— Ага, студент.
Нашу недолгую беседу нарушила хозяйка — позвала ужинать. Покойница уже не производила на меня того жуткого впечатления, как прежде. Я даже готов был подержаться за её вязаную тапку, как делал в детстве, когда умер дед, но понимал, что выглядело бы это странно. Фёдор суетился у стола, думая во всём угодить бабе Маше: расставлял и переставлял чашки, со звоном ронял алюминиевые ложки, нарезал огромными ломтями домашний хлеб. Хозяйка незлобно ворчала на помощника, пряча едва заметную улыбку в морщинистом лице:
— Ты меня хошь вслед за Марфушей в гроб свести? А ну иди отсель, руки вон лучше помой.
А Фёдор понимал только то, что бабушка жалеет его и любит.
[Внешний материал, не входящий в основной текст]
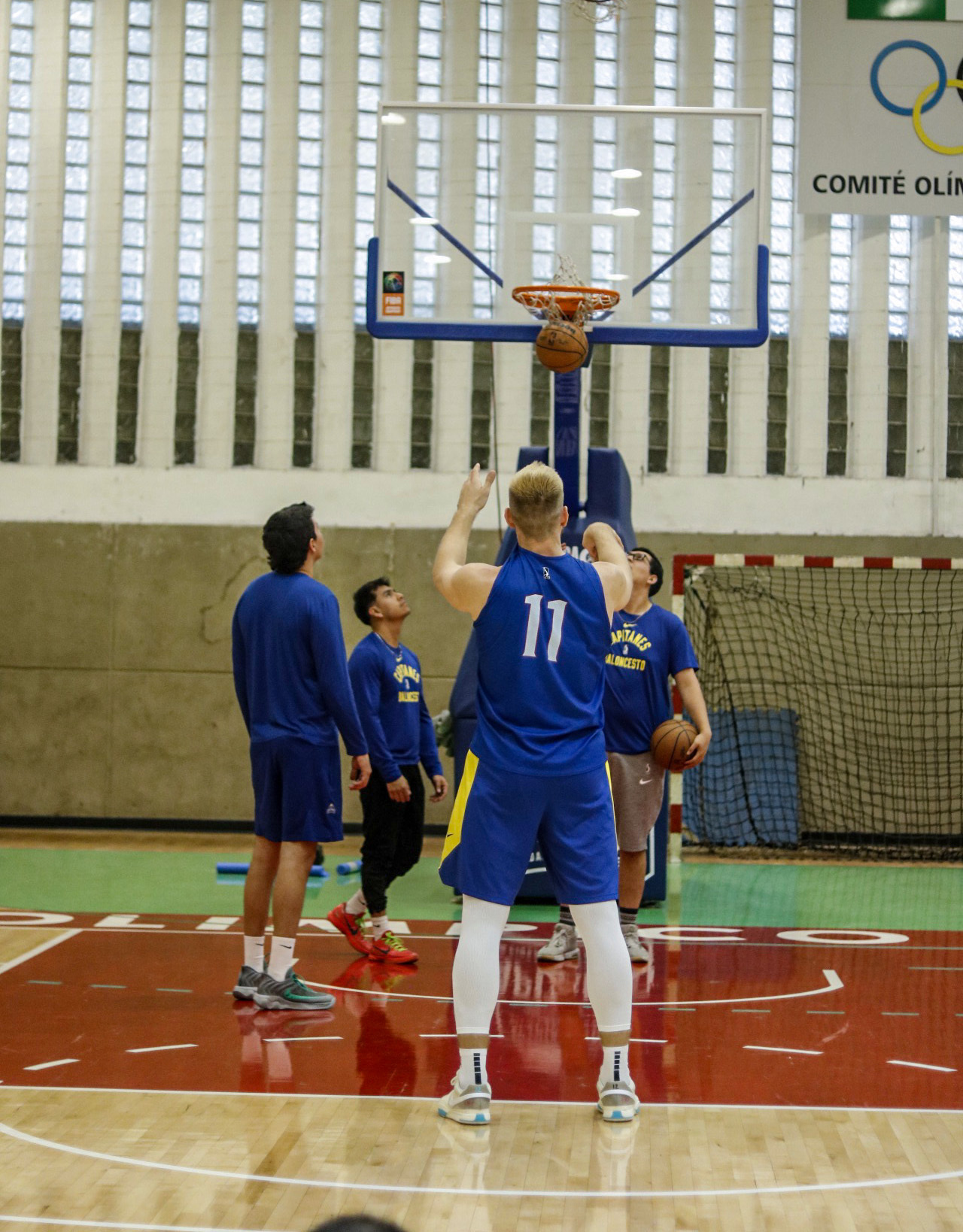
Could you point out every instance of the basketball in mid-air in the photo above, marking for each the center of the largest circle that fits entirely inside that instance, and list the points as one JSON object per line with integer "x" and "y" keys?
{"x": 561, "y": 347}
{"x": 671, "y": 742}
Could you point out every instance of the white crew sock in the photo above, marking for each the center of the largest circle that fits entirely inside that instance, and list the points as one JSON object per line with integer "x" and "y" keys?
{"x": 472, "y": 1071}
{"x": 615, "y": 1064}
{"x": 254, "y": 952}
{"x": 283, "y": 956}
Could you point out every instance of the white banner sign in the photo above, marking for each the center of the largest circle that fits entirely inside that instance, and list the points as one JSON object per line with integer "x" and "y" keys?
{"x": 881, "y": 115}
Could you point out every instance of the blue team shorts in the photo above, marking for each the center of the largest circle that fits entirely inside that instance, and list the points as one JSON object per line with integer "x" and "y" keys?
{"x": 501, "y": 817}
{"x": 297, "y": 791}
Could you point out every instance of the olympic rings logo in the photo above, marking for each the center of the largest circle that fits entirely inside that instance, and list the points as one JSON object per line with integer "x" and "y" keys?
{"x": 928, "y": 98}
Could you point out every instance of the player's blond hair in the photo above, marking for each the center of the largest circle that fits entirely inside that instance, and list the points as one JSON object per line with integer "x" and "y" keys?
{"x": 536, "y": 499}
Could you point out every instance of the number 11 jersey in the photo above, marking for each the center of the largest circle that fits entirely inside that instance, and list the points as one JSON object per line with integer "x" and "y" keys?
{"x": 542, "y": 636}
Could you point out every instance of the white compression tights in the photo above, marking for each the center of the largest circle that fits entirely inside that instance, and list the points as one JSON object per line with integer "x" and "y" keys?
{"x": 475, "y": 973}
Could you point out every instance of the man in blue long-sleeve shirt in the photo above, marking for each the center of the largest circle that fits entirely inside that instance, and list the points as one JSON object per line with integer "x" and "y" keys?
{"x": 291, "y": 681}
{"x": 387, "y": 683}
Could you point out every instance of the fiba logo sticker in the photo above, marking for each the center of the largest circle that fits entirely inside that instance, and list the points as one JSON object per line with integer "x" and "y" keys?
{"x": 928, "y": 96}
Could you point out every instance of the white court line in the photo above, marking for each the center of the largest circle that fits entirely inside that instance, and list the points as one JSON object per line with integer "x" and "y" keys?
{"x": 670, "y": 1106}
{"x": 762, "y": 1048}
{"x": 833, "y": 985}
{"x": 38, "y": 949}
{"x": 38, "y": 1221}
{"x": 454, "y": 1036}
{"x": 919, "y": 1065}
{"x": 369, "y": 1187}
{"x": 524, "y": 939}
{"x": 163, "y": 1048}
{"x": 299, "y": 1039}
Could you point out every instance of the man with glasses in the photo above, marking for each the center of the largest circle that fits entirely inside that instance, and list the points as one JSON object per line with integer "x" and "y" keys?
{"x": 649, "y": 643}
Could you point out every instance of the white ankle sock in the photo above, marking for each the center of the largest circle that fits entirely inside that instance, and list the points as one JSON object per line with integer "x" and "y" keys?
{"x": 283, "y": 956}
{"x": 472, "y": 1068}
{"x": 254, "y": 952}
{"x": 615, "y": 1064}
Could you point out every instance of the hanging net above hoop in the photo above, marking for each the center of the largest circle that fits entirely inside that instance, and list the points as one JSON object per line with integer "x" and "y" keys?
{"x": 565, "y": 297}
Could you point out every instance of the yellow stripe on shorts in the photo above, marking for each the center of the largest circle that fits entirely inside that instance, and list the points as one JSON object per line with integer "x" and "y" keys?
{"x": 457, "y": 813}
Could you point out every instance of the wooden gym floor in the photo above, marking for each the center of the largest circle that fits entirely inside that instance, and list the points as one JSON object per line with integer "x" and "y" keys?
{"x": 789, "y": 1072}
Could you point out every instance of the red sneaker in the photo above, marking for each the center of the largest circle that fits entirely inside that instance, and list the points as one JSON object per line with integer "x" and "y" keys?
{"x": 389, "y": 949}
{"x": 351, "y": 928}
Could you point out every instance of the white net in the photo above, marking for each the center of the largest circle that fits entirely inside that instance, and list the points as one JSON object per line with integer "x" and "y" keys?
{"x": 598, "y": 10}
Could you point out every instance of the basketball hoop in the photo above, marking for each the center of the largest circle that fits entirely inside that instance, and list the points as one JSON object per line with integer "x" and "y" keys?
{"x": 598, "y": 10}
{"x": 555, "y": 302}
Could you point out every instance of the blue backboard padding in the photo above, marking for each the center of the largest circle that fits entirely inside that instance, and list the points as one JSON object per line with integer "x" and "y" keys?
{"x": 746, "y": 791}
{"x": 529, "y": 454}
{"x": 646, "y": 335}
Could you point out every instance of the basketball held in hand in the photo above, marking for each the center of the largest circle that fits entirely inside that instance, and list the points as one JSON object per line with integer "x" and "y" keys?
{"x": 561, "y": 347}
{"x": 671, "y": 743}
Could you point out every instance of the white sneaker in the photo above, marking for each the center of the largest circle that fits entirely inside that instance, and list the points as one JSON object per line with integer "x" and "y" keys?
{"x": 561, "y": 945}
{"x": 638, "y": 952}
{"x": 617, "y": 1100}
{"x": 467, "y": 1106}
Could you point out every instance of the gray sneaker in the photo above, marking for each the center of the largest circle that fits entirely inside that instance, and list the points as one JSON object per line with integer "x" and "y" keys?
{"x": 249, "y": 981}
{"x": 638, "y": 952}
{"x": 290, "y": 994}
{"x": 560, "y": 946}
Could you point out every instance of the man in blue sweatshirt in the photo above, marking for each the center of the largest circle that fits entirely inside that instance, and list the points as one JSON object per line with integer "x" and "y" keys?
{"x": 387, "y": 683}
{"x": 291, "y": 681}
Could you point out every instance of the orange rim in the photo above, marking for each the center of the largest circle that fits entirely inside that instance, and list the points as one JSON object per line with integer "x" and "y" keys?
{"x": 567, "y": 299}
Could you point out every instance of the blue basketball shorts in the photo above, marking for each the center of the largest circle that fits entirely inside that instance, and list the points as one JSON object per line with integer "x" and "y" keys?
{"x": 501, "y": 817}
{"x": 297, "y": 791}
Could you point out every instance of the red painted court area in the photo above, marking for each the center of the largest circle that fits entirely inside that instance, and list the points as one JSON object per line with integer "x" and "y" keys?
{"x": 723, "y": 1017}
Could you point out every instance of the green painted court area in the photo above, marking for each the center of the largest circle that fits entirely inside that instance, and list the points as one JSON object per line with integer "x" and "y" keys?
{"x": 872, "y": 896}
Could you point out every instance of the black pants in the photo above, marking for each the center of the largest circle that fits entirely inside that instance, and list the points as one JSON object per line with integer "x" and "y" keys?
{"x": 393, "y": 834}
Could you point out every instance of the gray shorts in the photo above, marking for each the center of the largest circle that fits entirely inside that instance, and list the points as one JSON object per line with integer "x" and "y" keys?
{"x": 638, "y": 786}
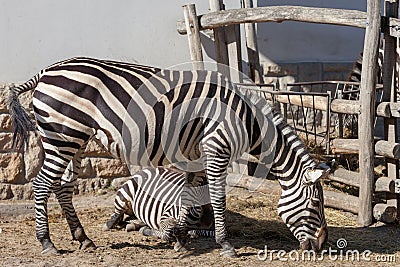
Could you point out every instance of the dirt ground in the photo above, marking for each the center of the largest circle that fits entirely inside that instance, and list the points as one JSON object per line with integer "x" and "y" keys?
{"x": 252, "y": 220}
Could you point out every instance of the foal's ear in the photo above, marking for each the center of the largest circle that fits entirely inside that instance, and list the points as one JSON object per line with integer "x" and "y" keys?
{"x": 311, "y": 176}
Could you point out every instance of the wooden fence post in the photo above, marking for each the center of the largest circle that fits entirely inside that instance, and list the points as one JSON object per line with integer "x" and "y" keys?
{"x": 367, "y": 111}
{"x": 221, "y": 48}
{"x": 390, "y": 94}
{"x": 255, "y": 72}
{"x": 193, "y": 33}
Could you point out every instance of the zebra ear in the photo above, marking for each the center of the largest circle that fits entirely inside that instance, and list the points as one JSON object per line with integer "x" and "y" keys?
{"x": 311, "y": 176}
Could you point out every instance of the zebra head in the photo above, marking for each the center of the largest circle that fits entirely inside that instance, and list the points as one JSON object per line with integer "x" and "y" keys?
{"x": 301, "y": 207}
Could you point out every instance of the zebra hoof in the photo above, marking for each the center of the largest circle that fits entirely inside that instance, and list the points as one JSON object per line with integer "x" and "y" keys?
{"x": 87, "y": 245}
{"x": 133, "y": 226}
{"x": 230, "y": 253}
{"x": 179, "y": 247}
{"x": 50, "y": 251}
{"x": 145, "y": 230}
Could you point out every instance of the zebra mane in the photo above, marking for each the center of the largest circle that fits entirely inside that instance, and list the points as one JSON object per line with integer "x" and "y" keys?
{"x": 257, "y": 101}
{"x": 280, "y": 123}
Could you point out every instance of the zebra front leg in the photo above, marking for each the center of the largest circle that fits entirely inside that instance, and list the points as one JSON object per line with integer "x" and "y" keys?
{"x": 64, "y": 195}
{"x": 122, "y": 205}
{"x": 42, "y": 188}
{"x": 166, "y": 231}
{"x": 47, "y": 179}
{"x": 179, "y": 229}
{"x": 216, "y": 165}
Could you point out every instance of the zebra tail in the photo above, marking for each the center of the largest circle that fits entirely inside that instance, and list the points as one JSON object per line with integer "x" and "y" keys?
{"x": 21, "y": 122}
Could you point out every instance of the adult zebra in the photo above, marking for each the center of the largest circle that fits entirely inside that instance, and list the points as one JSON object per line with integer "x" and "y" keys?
{"x": 154, "y": 197}
{"x": 148, "y": 116}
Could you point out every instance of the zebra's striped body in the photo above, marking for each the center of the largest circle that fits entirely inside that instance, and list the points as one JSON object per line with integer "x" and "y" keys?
{"x": 146, "y": 116}
{"x": 154, "y": 196}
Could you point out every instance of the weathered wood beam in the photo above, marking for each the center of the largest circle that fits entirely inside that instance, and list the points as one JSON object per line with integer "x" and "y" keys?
{"x": 345, "y": 106}
{"x": 255, "y": 71}
{"x": 394, "y": 27}
{"x": 192, "y": 26}
{"x": 345, "y": 177}
{"x": 344, "y": 17}
{"x": 385, "y": 213}
{"x": 352, "y": 146}
{"x": 388, "y": 109}
{"x": 366, "y": 119}
{"x": 385, "y": 184}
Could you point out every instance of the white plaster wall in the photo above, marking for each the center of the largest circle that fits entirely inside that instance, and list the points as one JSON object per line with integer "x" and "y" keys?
{"x": 37, "y": 33}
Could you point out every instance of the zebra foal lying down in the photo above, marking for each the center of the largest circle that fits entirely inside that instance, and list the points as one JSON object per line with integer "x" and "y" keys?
{"x": 154, "y": 196}
{"x": 147, "y": 116}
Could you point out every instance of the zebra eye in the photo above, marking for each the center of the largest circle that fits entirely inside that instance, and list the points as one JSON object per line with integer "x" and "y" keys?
{"x": 315, "y": 201}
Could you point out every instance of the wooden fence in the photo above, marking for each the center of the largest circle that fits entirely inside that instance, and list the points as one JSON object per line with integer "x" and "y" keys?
{"x": 227, "y": 44}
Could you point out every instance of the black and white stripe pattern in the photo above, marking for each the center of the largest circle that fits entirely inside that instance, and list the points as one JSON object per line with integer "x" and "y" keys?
{"x": 154, "y": 196}
{"x": 146, "y": 116}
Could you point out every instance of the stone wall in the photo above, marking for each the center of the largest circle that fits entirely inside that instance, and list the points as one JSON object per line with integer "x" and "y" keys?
{"x": 17, "y": 170}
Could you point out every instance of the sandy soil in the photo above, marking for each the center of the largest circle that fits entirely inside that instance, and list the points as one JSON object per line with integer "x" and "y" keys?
{"x": 253, "y": 224}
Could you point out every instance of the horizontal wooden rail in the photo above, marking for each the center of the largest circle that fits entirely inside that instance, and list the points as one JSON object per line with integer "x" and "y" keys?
{"x": 343, "y": 17}
{"x": 351, "y": 146}
{"x": 345, "y": 177}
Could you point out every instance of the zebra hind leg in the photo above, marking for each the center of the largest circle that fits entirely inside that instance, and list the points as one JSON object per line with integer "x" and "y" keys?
{"x": 166, "y": 231}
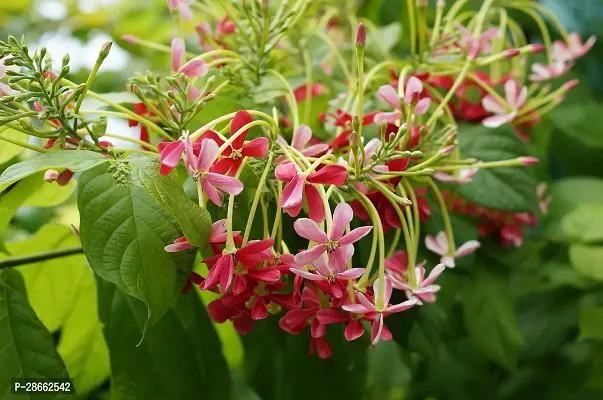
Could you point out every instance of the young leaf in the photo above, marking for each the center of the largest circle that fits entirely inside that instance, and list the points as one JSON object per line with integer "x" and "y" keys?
{"x": 490, "y": 319}
{"x": 180, "y": 358}
{"x": 124, "y": 232}
{"x": 74, "y": 160}
{"x": 28, "y": 350}
{"x": 169, "y": 194}
{"x": 507, "y": 189}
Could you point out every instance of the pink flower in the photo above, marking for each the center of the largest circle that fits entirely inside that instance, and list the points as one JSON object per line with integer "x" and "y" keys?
{"x": 192, "y": 69}
{"x": 365, "y": 307}
{"x": 516, "y": 97}
{"x": 541, "y": 72}
{"x": 198, "y": 168}
{"x": 412, "y": 95}
{"x": 301, "y": 137}
{"x": 465, "y": 176}
{"x": 331, "y": 275}
{"x": 183, "y": 7}
{"x": 439, "y": 245}
{"x": 425, "y": 290}
{"x": 300, "y": 185}
{"x": 338, "y": 247}
{"x": 476, "y": 46}
{"x": 573, "y": 49}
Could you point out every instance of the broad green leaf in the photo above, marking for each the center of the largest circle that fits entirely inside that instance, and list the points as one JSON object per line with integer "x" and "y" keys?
{"x": 74, "y": 160}
{"x": 169, "y": 194}
{"x": 490, "y": 319}
{"x": 180, "y": 357}
{"x": 567, "y": 194}
{"x": 587, "y": 259}
{"x": 507, "y": 189}
{"x": 9, "y": 150}
{"x": 583, "y": 224}
{"x": 591, "y": 322}
{"x": 82, "y": 344}
{"x": 27, "y": 346}
{"x": 124, "y": 232}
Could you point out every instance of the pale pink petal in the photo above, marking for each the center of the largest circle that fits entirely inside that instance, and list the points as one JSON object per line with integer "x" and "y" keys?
{"x": 177, "y": 53}
{"x": 301, "y": 137}
{"x": 355, "y": 235}
{"x": 211, "y": 193}
{"x": 306, "y": 274}
{"x": 402, "y": 306}
{"x": 356, "y": 308}
{"x": 225, "y": 183}
{"x": 341, "y": 218}
{"x": 195, "y": 68}
{"x": 208, "y": 154}
{"x": 389, "y": 95}
{"x": 353, "y": 273}
{"x": 285, "y": 172}
{"x": 307, "y": 256}
{"x": 422, "y": 106}
{"x": 308, "y": 229}
{"x": 339, "y": 258}
{"x": 467, "y": 248}
{"x": 434, "y": 274}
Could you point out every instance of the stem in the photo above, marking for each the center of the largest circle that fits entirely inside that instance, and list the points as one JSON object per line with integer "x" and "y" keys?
{"x": 256, "y": 198}
{"x": 37, "y": 257}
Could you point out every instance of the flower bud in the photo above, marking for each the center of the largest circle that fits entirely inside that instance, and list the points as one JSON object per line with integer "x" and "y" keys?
{"x": 360, "y": 36}
{"x": 130, "y": 39}
{"x": 448, "y": 150}
{"x": 510, "y": 53}
{"x": 537, "y": 48}
{"x": 51, "y": 175}
{"x": 571, "y": 84}
{"x": 527, "y": 161}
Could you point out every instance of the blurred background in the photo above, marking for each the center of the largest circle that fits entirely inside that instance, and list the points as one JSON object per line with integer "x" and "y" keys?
{"x": 560, "y": 318}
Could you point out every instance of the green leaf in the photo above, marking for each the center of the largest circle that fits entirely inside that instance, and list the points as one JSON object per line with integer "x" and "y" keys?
{"x": 180, "y": 358}
{"x": 9, "y": 150}
{"x": 490, "y": 319}
{"x": 583, "y": 224}
{"x": 567, "y": 194}
{"x": 74, "y": 160}
{"x": 507, "y": 189}
{"x": 591, "y": 322}
{"x": 124, "y": 232}
{"x": 168, "y": 192}
{"x": 27, "y": 347}
{"x": 587, "y": 259}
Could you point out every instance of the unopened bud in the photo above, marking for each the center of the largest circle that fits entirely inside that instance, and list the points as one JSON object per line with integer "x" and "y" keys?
{"x": 510, "y": 53}
{"x": 105, "y": 50}
{"x": 51, "y": 175}
{"x": 130, "y": 39}
{"x": 448, "y": 150}
{"x": 526, "y": 161}
{"x": 571, "y": 84}
{"x": 356, "y": 123}
{"x": 537, "y": 48}
{"x": 354, "y": 140}
{"x": 360, "y": 36}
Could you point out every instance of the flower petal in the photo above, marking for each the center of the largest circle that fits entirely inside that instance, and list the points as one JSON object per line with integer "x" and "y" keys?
{"x": 341, "y": 218}
{"x": 307, "y": 256}
{"x": 308, "y": 229}
{"x": 355, "y": 235}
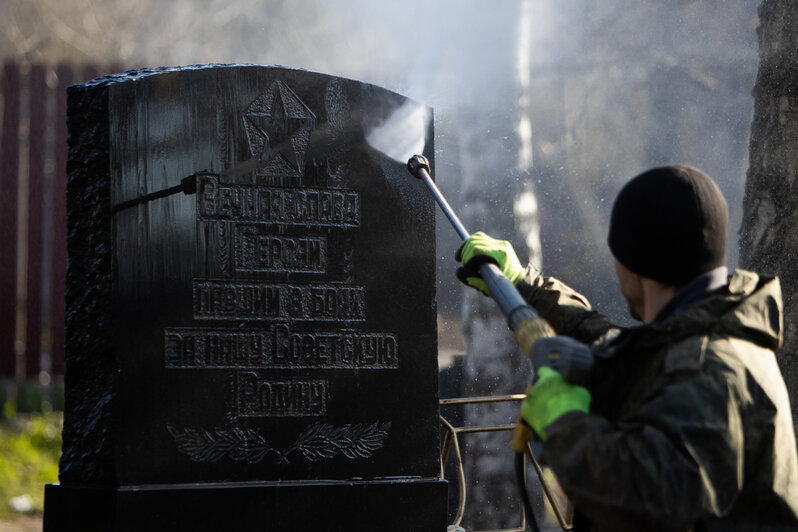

И он тоже жалел и любил её за доброту.
Ночью у меня начался жар. От старушки я пришёл уставший и сытый, растревоженный мыслями о том, что напрасно я связался с новыми людьми, которым мне приходилось лгать и тем самым нарушать странную, приятную тишину здешней моей жизни. Не хотелось растапливать остывшую печь, идти за дровами в холодную сарайку, где так явно слышались мышиные шорохи. Я долго не мог уснуть, ворочался. В голые, ничем не занавешенные окна проникал мертвенно-бледный свет луны, делавший комнату похожей на освещённый фонарём погреб. Я то укрывался целиком, ёжась и кутаясь в мышиную вонь одеяла, то раскрывался полностью, чувствуя, что начинаю задыхаться…
Похороны прошли без меня. Утром зашёл Степан со словами «Дрыхнешь, студент?». Но когда увидел, что я болен, взялся растапливать печь и напоил меня чаем.
Весь день я пролежал в кровати, думая о своём отшельничестве и о том, как там хоронят теперь старушку. За окном тёмная пелена затягивала белёсое небо над забокой. Снаружи вьюжило, и мрачно подвывала печная труба… Я то медленно уходил в сон, забываясь, то резко просыпался от размашистых ударов ставен, бухающих о стекло. Порой завывание вьюги отзывалось в больной голове далёкими звуками трубы, и тогда я с удивлением думал, не Степан ли играет над могилой эти протяжные траурные ноты…
Проснулся от звука хлопнувшей двери. Услышал голоса и лицом почувствовал морозную свежесть. Мне показалось, что кроме знакомых голосов Степана и бабы Маши появился ещё один — женский.
— Как ты, студент? — с порога хрипел Степан. — Хвораешь? Вставай, самогонкой мы тебя быстро вылечим.
Мне было и стыдно, и приятно играть роль больного. Я ответил нарочито слабым голосом, что сейчас встану. Хотя двигаться, разговаривать, улыбаться сил не было.
— Ой, сыночек, да как же так, — запричитала баба Маша, — где ж ты вздумал простудиться? Только Марфушу схоронили, а тут…
— Ничего-о, — вовремя урезонил Степан, — вылечим твоего студента, не боись.
Я поднялся с кровати, пригладил кое-как ладонями грязные слипшиеся волосы и вышел на кухню. Возле окна в чёрном платке и валенках сидела девушка, склонив голову и тыкая кнопки телефона. Я поздоровался.
— Здравствуйте, — скромно ответила она, сунув телефон в карман болоньевой куртки.
— А это моя внучка, Ка-атенька, — ласково пропела старушка.
Степан, сидя на корточках, курил в жаркое устье печи и что-то тихо насвистывал. Рядом с ним лежал коричневый чемоданчик, похожий на чехол от музыкального инструмента.
— А Фёдор где? — поинтересовался я.
— Придё-от, куда денется. — Степан не спеша раскурил потухшую сигарету, сплюнул табачные крошки в пол и продолжил: — Эх, и умаялись мы. Погода вишь как разыгралась… Сперва везли гроб на санях, а там снега невпролаз. Пришлось верёвками обматывать и так тащить до самой ямы… — Степан мрачно затянулся.
— Дак ведь уронили, уронили гроб-то! — возмутилась баба Маша, стряпавшая что-то у стола. — Благо хоть не вывалилась Марфуша, прости господи. Небось, поддали ещё, как нести…
— Не шуми, баб Маш, — поморщился Степан, — и так на душе не шибко весело. Как не выпить, когда холод такой, до костей пробирает.